Plus encore que le poème Louise de Sinigolle, mis au jour et présenté en 2001 par Réjean Robidoux, aux mêmes éditions David, le drame lyrique Les Acadiennes est une œuvre inachevée à laquelle Félix-Antoine Savard a travaillé durant plus d’un demi-siècle. Inspiré de la Déportation des Acadiens, le texte projeté devait illustrer le retour à Grand-Pré de gens exilés à Boston en 1755. Le dossier préparé par Yvan G. Lepage réunit une « forêt de fragments », manuscrits pour la plupart, souvent non datés, et couchés au recto ou au verso de supports de toutes natures, sous des encres variées: calepins, cahiers d’écolier, fiches, carnets reliés, feuillets quadrillés, réglés ou marbrés, cartons d’invitation, bouts d’enveloppes, cartes de Noël, papier à en-têtes multiples, le tout volontiers accompagné de dessins.

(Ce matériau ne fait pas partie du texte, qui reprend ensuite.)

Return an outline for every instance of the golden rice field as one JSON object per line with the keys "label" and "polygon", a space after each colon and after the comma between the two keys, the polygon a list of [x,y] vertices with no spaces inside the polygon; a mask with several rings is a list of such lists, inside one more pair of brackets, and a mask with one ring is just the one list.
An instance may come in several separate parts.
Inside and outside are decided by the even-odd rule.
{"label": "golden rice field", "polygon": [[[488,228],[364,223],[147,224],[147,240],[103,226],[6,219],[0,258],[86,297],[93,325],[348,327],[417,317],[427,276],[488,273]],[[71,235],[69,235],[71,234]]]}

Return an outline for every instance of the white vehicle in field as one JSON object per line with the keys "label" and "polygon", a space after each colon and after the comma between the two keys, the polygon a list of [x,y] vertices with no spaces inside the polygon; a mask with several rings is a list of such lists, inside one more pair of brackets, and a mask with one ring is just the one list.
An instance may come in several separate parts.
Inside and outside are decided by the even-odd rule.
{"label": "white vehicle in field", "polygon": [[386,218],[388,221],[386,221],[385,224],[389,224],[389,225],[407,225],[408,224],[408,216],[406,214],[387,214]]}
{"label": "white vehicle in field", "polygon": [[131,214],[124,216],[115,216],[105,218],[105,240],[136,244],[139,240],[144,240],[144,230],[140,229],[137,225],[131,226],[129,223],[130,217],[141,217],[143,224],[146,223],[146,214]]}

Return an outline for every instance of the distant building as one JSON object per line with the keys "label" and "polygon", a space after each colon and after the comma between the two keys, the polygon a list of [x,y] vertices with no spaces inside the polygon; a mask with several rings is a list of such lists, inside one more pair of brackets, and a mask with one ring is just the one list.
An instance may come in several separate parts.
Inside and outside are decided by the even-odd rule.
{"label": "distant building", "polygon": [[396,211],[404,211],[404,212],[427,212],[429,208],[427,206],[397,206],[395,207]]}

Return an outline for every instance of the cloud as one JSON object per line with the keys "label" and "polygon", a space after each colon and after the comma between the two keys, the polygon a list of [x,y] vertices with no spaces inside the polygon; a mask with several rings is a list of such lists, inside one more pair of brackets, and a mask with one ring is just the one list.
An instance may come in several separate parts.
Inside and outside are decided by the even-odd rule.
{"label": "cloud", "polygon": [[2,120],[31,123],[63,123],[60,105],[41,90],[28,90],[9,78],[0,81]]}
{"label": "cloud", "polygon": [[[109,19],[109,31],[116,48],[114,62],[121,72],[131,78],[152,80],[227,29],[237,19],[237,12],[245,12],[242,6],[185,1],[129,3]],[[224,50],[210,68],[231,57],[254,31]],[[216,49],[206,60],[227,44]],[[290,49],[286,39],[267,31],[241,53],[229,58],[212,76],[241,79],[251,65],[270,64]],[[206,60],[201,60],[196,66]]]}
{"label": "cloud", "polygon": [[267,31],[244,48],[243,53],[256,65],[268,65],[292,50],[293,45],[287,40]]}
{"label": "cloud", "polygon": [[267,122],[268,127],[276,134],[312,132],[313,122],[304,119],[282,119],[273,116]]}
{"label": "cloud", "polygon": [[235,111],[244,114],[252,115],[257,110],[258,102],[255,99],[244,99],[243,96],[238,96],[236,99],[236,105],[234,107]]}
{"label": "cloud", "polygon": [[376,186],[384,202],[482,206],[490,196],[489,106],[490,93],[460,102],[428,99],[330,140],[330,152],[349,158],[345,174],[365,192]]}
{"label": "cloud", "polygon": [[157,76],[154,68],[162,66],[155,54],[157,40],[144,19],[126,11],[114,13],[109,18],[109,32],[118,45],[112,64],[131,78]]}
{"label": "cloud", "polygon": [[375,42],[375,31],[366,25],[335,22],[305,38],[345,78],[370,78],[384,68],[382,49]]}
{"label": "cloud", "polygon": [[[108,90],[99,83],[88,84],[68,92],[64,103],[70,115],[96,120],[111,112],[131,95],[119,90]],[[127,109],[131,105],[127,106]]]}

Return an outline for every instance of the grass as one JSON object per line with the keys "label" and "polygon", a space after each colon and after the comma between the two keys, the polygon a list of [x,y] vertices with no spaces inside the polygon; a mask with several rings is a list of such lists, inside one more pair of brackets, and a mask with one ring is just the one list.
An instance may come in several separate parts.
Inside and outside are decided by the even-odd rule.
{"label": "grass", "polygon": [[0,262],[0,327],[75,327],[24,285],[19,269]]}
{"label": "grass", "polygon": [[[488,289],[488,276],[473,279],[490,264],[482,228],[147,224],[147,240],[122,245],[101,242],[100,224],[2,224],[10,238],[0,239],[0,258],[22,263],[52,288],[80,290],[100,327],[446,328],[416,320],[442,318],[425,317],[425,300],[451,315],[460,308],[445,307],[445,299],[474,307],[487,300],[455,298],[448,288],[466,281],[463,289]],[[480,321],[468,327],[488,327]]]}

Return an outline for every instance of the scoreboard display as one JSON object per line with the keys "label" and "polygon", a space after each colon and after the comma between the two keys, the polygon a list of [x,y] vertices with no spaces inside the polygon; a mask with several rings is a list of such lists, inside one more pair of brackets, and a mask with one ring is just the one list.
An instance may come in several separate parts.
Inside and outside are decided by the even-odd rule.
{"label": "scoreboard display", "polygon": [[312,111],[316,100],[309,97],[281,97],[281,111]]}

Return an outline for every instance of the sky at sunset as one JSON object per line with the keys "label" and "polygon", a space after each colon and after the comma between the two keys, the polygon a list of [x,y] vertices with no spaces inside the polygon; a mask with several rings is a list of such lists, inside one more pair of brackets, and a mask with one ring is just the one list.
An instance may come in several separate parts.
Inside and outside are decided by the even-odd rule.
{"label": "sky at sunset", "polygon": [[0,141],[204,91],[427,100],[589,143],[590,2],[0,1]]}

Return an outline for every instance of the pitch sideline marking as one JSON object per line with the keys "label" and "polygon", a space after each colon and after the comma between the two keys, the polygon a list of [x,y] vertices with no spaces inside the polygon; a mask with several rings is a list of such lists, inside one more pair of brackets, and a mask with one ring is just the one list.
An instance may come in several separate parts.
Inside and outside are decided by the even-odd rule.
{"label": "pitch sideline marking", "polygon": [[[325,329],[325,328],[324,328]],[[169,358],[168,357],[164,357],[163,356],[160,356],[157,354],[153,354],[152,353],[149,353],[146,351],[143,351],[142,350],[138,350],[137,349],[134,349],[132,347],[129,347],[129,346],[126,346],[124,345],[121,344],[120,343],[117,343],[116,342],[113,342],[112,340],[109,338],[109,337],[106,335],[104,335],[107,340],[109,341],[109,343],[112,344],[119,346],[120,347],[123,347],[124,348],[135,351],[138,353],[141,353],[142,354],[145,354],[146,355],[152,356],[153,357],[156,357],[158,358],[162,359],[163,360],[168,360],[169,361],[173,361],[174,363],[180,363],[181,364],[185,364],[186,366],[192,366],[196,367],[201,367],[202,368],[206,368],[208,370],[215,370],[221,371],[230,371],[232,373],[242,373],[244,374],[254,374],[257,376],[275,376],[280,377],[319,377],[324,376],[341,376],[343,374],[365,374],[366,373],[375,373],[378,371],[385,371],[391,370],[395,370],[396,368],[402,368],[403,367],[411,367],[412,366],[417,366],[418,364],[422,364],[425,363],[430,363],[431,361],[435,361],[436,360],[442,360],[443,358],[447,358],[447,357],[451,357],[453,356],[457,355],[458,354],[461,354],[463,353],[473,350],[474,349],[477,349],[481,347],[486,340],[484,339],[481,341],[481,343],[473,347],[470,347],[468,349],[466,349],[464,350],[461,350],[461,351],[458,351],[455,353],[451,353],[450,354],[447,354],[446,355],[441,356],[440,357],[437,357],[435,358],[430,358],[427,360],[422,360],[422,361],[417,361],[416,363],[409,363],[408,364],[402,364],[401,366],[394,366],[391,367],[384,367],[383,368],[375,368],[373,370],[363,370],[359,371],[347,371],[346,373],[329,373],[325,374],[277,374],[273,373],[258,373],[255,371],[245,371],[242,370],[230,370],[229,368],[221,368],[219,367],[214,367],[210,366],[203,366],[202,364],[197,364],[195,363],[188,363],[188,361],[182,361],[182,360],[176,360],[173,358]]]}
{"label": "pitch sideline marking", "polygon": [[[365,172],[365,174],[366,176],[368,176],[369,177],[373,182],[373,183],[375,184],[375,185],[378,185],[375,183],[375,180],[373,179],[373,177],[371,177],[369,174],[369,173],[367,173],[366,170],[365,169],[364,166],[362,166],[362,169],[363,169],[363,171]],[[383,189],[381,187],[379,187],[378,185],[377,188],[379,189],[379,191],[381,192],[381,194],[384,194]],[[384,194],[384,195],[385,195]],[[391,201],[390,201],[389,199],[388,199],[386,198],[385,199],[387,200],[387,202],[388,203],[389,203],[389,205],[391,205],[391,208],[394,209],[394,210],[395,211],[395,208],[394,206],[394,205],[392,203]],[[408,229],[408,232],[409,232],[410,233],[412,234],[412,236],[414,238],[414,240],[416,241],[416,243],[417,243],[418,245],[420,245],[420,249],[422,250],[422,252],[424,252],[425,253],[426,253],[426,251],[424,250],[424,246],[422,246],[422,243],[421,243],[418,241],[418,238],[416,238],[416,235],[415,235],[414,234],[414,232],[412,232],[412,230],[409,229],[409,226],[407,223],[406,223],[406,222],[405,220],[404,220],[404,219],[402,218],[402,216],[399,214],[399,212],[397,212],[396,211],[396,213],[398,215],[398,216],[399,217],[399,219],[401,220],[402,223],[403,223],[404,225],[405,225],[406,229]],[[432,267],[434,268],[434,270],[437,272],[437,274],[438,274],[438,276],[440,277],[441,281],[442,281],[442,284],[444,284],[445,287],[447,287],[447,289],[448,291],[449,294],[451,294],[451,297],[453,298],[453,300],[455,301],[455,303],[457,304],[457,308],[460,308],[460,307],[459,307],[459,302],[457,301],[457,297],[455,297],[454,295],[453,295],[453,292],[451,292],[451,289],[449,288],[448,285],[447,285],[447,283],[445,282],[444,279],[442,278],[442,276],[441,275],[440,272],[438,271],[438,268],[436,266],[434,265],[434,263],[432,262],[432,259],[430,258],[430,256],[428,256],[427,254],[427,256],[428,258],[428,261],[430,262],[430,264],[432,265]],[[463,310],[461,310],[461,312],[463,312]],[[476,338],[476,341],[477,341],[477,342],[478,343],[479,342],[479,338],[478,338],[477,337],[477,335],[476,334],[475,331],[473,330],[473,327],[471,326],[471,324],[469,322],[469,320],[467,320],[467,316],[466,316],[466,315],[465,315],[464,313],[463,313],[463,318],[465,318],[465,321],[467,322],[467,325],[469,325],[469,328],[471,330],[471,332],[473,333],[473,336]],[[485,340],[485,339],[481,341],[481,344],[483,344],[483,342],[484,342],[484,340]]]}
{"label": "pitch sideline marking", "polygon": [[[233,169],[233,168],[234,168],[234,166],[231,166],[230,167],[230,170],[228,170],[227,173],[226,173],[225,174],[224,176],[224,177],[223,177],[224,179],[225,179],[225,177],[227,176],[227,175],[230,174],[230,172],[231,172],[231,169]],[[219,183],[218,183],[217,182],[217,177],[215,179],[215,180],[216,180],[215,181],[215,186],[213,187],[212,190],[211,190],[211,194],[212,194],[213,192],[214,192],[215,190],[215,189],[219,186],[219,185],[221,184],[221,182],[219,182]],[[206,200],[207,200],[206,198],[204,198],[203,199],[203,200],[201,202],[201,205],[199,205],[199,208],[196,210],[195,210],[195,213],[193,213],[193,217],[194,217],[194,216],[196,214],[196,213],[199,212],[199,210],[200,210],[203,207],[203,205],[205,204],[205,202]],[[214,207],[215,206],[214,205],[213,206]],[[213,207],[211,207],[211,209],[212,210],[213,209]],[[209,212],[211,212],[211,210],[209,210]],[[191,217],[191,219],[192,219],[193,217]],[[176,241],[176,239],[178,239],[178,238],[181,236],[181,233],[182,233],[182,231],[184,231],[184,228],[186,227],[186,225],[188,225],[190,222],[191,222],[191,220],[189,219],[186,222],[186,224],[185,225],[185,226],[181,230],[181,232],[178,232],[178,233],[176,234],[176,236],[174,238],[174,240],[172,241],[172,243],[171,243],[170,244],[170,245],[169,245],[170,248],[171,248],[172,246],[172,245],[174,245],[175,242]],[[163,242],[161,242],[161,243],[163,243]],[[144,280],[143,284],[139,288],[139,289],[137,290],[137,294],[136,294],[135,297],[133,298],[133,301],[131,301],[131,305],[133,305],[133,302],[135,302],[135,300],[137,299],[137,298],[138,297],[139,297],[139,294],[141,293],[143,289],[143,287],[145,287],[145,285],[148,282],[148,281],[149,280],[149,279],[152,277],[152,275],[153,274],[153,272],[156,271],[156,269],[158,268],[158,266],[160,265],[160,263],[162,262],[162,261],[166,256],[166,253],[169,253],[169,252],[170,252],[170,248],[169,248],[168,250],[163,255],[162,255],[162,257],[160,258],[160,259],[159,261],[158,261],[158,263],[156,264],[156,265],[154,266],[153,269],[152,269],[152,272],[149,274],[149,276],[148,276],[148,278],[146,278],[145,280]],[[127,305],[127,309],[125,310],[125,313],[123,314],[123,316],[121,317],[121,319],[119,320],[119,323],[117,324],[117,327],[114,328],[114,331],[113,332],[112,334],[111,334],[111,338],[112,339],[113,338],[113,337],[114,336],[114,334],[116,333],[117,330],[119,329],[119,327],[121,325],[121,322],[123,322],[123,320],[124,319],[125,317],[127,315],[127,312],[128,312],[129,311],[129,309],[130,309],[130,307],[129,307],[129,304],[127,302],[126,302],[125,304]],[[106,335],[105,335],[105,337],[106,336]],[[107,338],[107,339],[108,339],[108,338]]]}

Ces manuscrits portent les innombrables ratures, reprises, hésitations et repentirs qui témoignent à l’envi de l’incessant et obsédant labeur d’un écrivain exigeant en perpétuel état de création, consignant sans relâche notes, plans d’ensemble, esquisses de scènes ou de personnages, canevas d’épisodes, amorces de vers… Félix-Antoine Savard fut véritablement hanté par ce projet qui ne sera finalement jamais mené à terme et dont ne subsistent que deux avant-textes fort incomplets : une « prose biblique rythmée » crayonnée en 1950, et sa reprise en 1977. Quoique très partielles, ces ébauches portent la marque d’un homme de lettres connu pour son irrépressible tendance lyrique, sa constante inspiration religieuse et sa nette attirance pour le théâtre antique, celui d’Eschyle en particulier, avec ses chœurs. À plusieurs reprises, les fragments mentionnent également les sources contemporaines mises à profit: Pamphile Le May, Henri-Raymond Casgrain, Émile Lauvrière et tout particulièrement un article de 1908 du sénateur Pascal Poirier.
Le dossier des Acadiennes comprend aussi trois pertinentes annexes : des passages inédits du journal de l’auteur ont permis à l’éditeur de tracer d’abord un tableau récapitulatif de l’évolution de sa pensée et de son projet, puis d’établir la genèse de l’œuvre. Suit une chronologie détaillée de Félix-Antoine Savard rappelant les grandes étapes de son parcours de prêtre, de professeur et d’écrivain.
Si la lecture de ces nombreux fragments demeure souvent difficile, insatisfaisante, déroutante même à cause d’incohérences, on saura gré à Yvan G. Lepage d’avoir constitué un dossier retraçant la lente maturation d’une réflexion et d’une écriture en marche, celle-là même qu’il avait pu apprécier en 2004 lorsqu’il a révélé, dans son édition critique de Menaud maître-draveur, les douze « états » de ce magistral roman-poème. Félix-Antoine Savard est un écrivain patient, au double sens étymologique et courant du terme, et la présente publication fait découvrir à la fois les besoins de rigueur et de perfection d’un auteur exceptionnel et la persévérance et la minutie d’un exégète chevronné.